March 14, 2017
This blog is part of our Ruby 2.4 series.
Ruby has lstrip
and rstrip
methods which can be used to remove leading and
trailing whitespaces respectively from a string.
Ruby also has strip
method which is a combination of lstrip and rstrip and can
be used to remove both, leading and trailing whitespaces, from a string.
" Hello World ".lstrip #=> "Hello World "
" Hello World ".rstrip #=> " Hello World"

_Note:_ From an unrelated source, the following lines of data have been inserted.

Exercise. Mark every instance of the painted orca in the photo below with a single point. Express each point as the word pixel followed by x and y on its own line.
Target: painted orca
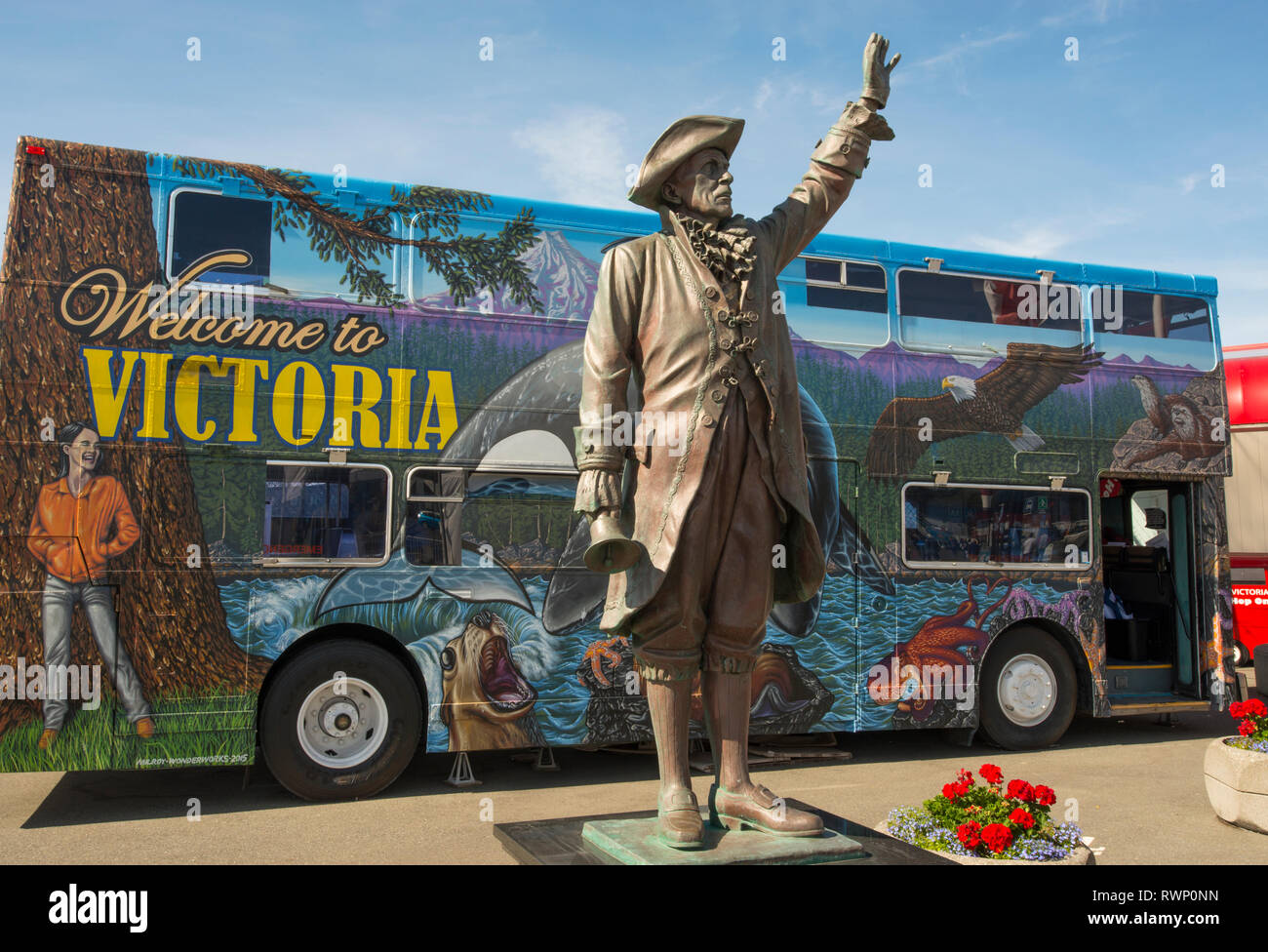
pixel 575 595
pixel 401 580
pixel 531 418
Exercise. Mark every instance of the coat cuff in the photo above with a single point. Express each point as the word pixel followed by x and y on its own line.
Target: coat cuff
pixel 846 144
pixel 599 490
pixel 592 453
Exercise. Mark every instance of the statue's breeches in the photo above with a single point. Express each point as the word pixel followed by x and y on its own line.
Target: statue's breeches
pixel 711 608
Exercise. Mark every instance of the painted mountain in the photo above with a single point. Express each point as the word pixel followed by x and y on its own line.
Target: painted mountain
pixel 565 278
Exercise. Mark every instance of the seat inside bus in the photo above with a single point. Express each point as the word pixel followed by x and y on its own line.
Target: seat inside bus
pixel 1140 576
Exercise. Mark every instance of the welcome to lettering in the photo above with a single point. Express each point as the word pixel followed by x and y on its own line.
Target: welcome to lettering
pixel 97 303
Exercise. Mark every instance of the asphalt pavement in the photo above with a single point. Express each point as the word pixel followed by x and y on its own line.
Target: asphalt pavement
pixel 1133 785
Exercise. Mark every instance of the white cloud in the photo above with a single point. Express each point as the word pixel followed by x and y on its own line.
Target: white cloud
pixel 582 155
pixel 797 92
pixel 969 46
pixel 1045 238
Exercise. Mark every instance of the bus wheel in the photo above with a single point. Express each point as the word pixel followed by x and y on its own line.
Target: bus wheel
pixel 1027 691
pixel 340 722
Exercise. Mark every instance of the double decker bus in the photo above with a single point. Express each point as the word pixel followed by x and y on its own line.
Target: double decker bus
pixel 288 461
pixel 1247 369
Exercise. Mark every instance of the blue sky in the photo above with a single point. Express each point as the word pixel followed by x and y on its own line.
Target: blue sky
pixel 1107 157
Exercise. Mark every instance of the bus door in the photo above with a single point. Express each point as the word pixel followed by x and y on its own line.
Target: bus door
pixel 1152 627
pixel 850 557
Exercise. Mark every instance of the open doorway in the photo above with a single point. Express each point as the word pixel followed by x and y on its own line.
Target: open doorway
pixel 1149 578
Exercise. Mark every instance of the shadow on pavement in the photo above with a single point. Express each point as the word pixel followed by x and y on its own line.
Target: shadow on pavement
pixel 110 796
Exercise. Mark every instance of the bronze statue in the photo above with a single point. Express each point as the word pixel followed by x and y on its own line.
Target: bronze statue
pixel 689 333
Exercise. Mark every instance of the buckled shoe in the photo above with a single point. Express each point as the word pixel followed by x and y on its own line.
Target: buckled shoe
pixel 760 811
pixel 679 819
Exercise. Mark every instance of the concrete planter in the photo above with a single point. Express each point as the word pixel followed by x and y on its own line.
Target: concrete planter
pixel 1082 855
pixel 1237 785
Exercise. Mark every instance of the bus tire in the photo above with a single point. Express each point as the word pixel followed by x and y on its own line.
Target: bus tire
pixel 340 722
pixel 1028 690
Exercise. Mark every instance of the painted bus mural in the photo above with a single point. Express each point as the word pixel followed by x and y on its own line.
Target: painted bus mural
pixel 288 461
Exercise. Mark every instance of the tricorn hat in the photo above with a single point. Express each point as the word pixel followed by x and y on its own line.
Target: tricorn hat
pixel 681 140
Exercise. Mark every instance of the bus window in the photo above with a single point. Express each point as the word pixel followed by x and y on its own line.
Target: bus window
pixel 315 511
pixel 934 307
pixel 1170 329
pixel 203 222
pixel 527 517
pixel 996 526
pixel 432 528
pixel 837 303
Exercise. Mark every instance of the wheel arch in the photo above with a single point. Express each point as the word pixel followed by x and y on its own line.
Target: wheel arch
pixel 1069 644
pixel 346 630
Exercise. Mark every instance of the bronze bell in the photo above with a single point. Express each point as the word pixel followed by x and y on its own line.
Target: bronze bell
pixel 610 549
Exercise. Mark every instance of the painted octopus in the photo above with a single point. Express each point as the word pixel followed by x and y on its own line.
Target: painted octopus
pixel 932 658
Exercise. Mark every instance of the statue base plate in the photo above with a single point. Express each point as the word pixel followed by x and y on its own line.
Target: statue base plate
pixel 565 842
pixel 637 842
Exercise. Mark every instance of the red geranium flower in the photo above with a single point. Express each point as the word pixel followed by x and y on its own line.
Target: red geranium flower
pixel 1021 817
pixel 997 837
pixel 1021 790
pixel 969 834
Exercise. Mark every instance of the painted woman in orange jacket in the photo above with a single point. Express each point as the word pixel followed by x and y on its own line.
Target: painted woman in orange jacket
pixel 81 521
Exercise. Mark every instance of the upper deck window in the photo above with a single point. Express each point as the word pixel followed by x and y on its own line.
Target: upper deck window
pixel 1170 329
pixel 934 307
pixel 202 222
pixel 837 303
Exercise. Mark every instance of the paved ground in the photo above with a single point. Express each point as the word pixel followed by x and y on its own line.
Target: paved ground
pixel 1136 785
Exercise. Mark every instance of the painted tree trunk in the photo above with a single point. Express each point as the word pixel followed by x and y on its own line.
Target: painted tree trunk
pixel 77 208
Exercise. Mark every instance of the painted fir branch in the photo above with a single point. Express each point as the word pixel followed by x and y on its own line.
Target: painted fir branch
pixel 359 241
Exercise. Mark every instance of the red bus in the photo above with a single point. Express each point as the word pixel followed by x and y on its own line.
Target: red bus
pixel 1247 369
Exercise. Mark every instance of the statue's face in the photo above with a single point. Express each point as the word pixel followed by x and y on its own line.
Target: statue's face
pixel 701 185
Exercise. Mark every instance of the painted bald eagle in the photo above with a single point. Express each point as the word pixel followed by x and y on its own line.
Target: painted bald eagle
pixel 993 403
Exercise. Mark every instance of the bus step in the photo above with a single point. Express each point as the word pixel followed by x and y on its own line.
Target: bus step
pixel 1155 702
pixel 461 774
pixel 1139 678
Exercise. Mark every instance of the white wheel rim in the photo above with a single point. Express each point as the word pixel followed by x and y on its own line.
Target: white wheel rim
pixel 342 723
pixel 1026 690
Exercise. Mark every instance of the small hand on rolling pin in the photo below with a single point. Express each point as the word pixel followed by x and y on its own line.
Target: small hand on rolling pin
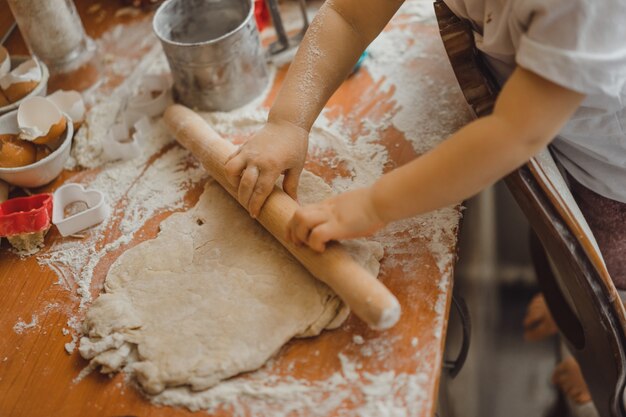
pixel 362 292
pixel 278 148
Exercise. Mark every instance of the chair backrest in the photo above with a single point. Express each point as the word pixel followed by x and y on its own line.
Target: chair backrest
pixel 580 294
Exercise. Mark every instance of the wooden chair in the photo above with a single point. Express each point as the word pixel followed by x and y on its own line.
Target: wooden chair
pixel 580 294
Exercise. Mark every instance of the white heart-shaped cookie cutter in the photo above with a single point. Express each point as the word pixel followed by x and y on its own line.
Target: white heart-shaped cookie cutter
pixel 120 144
pixel 142 104
pixel 97 209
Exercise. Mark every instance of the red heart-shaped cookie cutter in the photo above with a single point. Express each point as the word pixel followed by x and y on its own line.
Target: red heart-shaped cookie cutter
pixel 25 215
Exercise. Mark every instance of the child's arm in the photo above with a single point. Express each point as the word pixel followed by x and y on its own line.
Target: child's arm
pixel 338 35
pixel 528 114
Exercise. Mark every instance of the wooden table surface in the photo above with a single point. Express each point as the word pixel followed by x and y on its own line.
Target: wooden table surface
pixel 36 373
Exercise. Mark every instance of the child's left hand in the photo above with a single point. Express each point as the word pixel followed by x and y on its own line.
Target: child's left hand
pixel 346 216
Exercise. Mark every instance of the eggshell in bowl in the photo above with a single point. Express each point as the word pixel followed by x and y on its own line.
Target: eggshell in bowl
pixel 3 100
pixel 8 128
pixel 5 61
pixel 70 103
pixel 41 172
pixel 40 120
pixel 20 82
pixel 16 153
pixel 42 152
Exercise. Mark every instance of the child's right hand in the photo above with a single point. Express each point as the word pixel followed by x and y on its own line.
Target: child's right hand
pixel 278 148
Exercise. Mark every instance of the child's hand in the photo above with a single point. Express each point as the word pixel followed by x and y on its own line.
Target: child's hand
pixel 345 216
pixel 279 147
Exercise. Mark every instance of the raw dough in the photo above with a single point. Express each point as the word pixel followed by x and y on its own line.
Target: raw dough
pixel 212 296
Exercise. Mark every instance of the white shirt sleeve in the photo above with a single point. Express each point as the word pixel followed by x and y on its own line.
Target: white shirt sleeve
pixel 578 44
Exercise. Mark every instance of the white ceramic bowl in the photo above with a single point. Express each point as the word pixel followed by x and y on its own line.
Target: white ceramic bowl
pixel 41 88
pixel 44 171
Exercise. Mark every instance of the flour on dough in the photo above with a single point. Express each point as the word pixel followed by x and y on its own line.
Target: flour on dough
pixel 214 295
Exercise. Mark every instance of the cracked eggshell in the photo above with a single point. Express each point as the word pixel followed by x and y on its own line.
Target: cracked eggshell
pixel 40 121
pixel 8 128
pixel 21 81
pixel 5 61
pixel 70 103
pixel 16 153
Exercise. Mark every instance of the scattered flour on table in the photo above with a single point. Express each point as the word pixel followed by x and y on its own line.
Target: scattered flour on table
pixel 264 393
pixel 157 182
pixel 22 326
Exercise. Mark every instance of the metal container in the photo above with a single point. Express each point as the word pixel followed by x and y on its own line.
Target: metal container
pixel 53 32
pixel 41 88
pixel 214 52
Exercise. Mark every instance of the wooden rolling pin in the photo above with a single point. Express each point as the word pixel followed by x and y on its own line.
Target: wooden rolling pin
pixel 362 292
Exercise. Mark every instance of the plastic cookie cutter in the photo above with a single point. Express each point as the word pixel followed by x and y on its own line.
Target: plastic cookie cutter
pixel 97 209
pixel 121 143
pixel 151 99
pixel 24 221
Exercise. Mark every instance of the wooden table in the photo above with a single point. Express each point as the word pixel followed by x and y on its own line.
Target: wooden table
pixel 36 374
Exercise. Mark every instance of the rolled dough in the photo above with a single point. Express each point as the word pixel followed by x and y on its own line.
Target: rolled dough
pixel 212 296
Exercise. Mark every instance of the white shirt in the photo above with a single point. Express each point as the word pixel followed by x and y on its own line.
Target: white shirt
pixel 580 45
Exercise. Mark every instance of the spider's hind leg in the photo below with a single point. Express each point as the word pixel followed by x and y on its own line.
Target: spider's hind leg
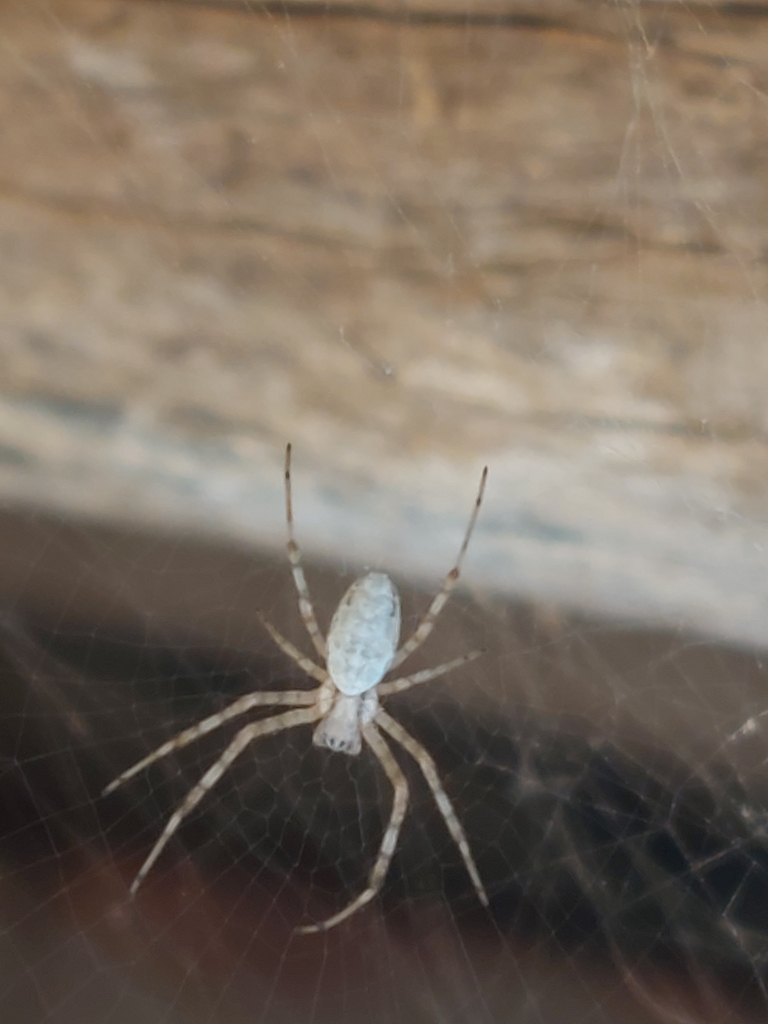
pixel 388 844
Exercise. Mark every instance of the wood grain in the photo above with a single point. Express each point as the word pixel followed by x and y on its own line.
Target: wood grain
pixel 413 247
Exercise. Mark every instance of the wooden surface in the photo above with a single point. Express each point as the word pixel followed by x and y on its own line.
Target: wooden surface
pixel 412 245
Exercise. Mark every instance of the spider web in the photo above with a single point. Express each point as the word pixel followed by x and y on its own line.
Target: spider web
pixel 627 868
pixel 610 779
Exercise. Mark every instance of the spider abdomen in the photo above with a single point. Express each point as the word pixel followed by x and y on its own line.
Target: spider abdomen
pixel 364 634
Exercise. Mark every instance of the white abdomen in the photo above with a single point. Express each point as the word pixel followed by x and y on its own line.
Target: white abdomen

" Hello World ".strip #=> "Hello World"
Prior to Ruby 2.4, the rstrip
method was optimized for performance, but the
lstrip
and strip
were somehow missed. In Ruby 2.4, String#lstrip
and
String#strip
methods too have been
optimized to get the performance
benefit of String#rstrip
.
Let's run following snippet in Ruby 2.3 and Ruby 2.4 to benchmark and compare the performance improvement.
require 'benchmark/ips'
Benchmark.ips do |bench|
str1 = " " * 10_000_000 + "hello world" + " " * 10_000_000
str2 = str1.dup
str3 = str1.dup
bench.report('String#lstrip') do
str1.lstrip
end
bench.report('String#rstrip') do
str2.rstrip
end
bench.report('String#strip') do
str3.strip
end
end
Warming up --------------------------------------
String#lstrip 1.000 i/100ms
String#rstrip 8.000 i/100ms
String#strip 1.000 i/100ms
Calculating -------------------------------------
String#lstrip 10.989 (± 0.0%) i/s - 55.000 in 5.010903s
String#rstrip 92.514 (± 5.4%) i/s - 464.000 in 5.032208s
String#strip 10.170 (± 0.0%) i/s - 51.000 in 5.022118s
Warming up --------------------------------------
String#lstrip 14.000 i/100ms
String#rstrip 8.000 i/100ms
String#strip 6.000 i/100ms
Calculating -------------------------------------
String#lstrip 143.424 (± 4.2%) i/s - 728.000 in 5.085311s
String#rstrip 89.150 (± 5.6%) i/s - 448.000 in 5.041301s
String#strip 67.834 (± 4.4%) i/s - 342.000 in 5.051584s
From the above results, we can see that in Ruby 2.4, String#lstrip
is around
14x faster while String#strip
is around 6x faster. String#rstrip
as
expected, has nearly the same performance as it was already optimized in
previous versions.
Strings can have single byte or multi-byte characters.
For example Lé Hello World
is a multi-byte string because of the presence of
é
which is a multi-byte character.
'e'.bytesize #=> 1
'é'.bytesize #=> 2
Let's do performance benchmarking with string Lé hello world
instead of
hello world
.
Warming up --------------------------------------
String#lstrip 1.000 i/100ms
String#rstrip 1.000 i/100ms
String#strip 1.000 i/100ms
Calculating -------------------------------------
String#lstrip 11.147 (± 9.0%) i/s - 56.000 in 5.034363s
String#rstrip 8.693 (± 0.0%) i/s - 44.000 in 5.075011s
String#strip 5.020 (± 0.0%) i/s - 26.000 in 5.183517s
Warming up --------------------------------------
String#lstrip 1.000 i/100ms
String#rstrip 1.000 i/100ms
String#strip 1.000 i/100ms
Calculating -------------------------------------
String#lstrip 10.691 (± 0.0%) i/s - 54.000 in 5.055101s
String#rstrip 9.524 (± 0.0%) i/s - 48.000 in 5.052678s
String#strip 4.860 (± 0.0%) i/s - 25.000 in 5.152804s
As we can see, the performance for multi-byte strings is almost the same across Ruby 2.3 and Ruby 2.4.
The optimization introduced is related to how the strings are parsed to detect for whitespaces. Checking for whitespaces in multi-byte string requires an additional overhead. So the patch adds an initial condition to check if the string is a single byte string, and if so, processes it separately.
In most of the cases, the strings are single byte so the performance improvement would be visible and helpful.